# SUCHE: Schönen See in Schweden - Hecht/Zander



## dasBo87 (2. August 2010)

Moin, Moin...

ich suche nach einem Haus an nem schönen See in Schweden, zum Hecht/Zander angeln. Der See sollte nicht so groß sein wie z.B. der Bolmen. Habe mir schon ein paar angeguckt wie z.B. den "Hindsen" und "Ömmern", aber scheinen nicht so gut für Zander zu sein. Kann mir wer einen empfehlen, wo man gute Chancen auf größere Hechte/Zander hat?! (Ich weiß das man die Fanggarantie nie mitbuchen kann und es Wetter/Jahres abhängig ist - Urlaub im Herbst). 

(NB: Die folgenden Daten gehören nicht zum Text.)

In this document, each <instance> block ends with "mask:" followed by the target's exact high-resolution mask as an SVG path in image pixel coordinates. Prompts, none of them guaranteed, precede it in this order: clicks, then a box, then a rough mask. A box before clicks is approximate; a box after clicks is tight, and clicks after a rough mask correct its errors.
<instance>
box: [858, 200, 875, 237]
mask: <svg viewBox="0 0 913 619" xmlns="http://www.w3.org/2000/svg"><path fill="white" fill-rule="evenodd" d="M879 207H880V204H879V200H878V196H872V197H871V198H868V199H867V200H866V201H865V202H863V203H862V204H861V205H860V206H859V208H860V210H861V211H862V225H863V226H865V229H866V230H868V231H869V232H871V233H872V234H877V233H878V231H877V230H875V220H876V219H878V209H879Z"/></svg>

War letztes Jahr am "Unnen" und haben nur Zwerge gefangen! 26 Hechte 40-70cm und 6 Zander 45-65cm...
Wir wollten dieses Jahr doch etwas größere fangen... 

Vielleicht kann mir wer weiterhelfen und mir Tips für ein schönes Gewässer geben...

Danke!

Gruß Bo!


----------



## daniel_ (2. August 2010)

*AW: SUCHE: Schönen See in Schweden - Hecht/Zander*

Da fallen  mir gleich einige ein:
Vidöstern, Flaren, Furen...
Die sind alle bei Värnamo..
Ansonsten gibts auch im Rusken einige..


----------



## alfons58 (3. August 2010)

*AW: SUCHE: Schönen See in Schweden - Hecht/Zander*

Hallo komme gerade aus Schweden zurück, kann Dir den Straken empfehlen, nähe Motala. Hechte und Barsche. Hatten hier ein Fereinhaus. Einer meiner schönsten Urlaube und Angeltechnisch gesehen, einer meiner erfogreichsten. Waren jeden Tag für drei bis vier Stunden Angeln. Minimum drei bis vier Hechte( ca. 60 bis 95 cm) obwohl wir überwiegend auf Barsch gingen. Kapitalster Barsch 42 cm 0,8 Kg Kapitalster Hecht 95 cm und das bei einer Tagestemperatur von 33,5° und Wassertemperatur 24,5°. Franz Beckenbauer würde sagen a Traum.

Viel Petri Heil 

Alfons#h


----------



## dasBo87 (3. August 2010)

*AW: SUCHE: Schönen See in Schweden - Hecht/Zander*

@Alfons:
Hast du evtl. mehr Infos über den See und über welche Vermittlung lief es?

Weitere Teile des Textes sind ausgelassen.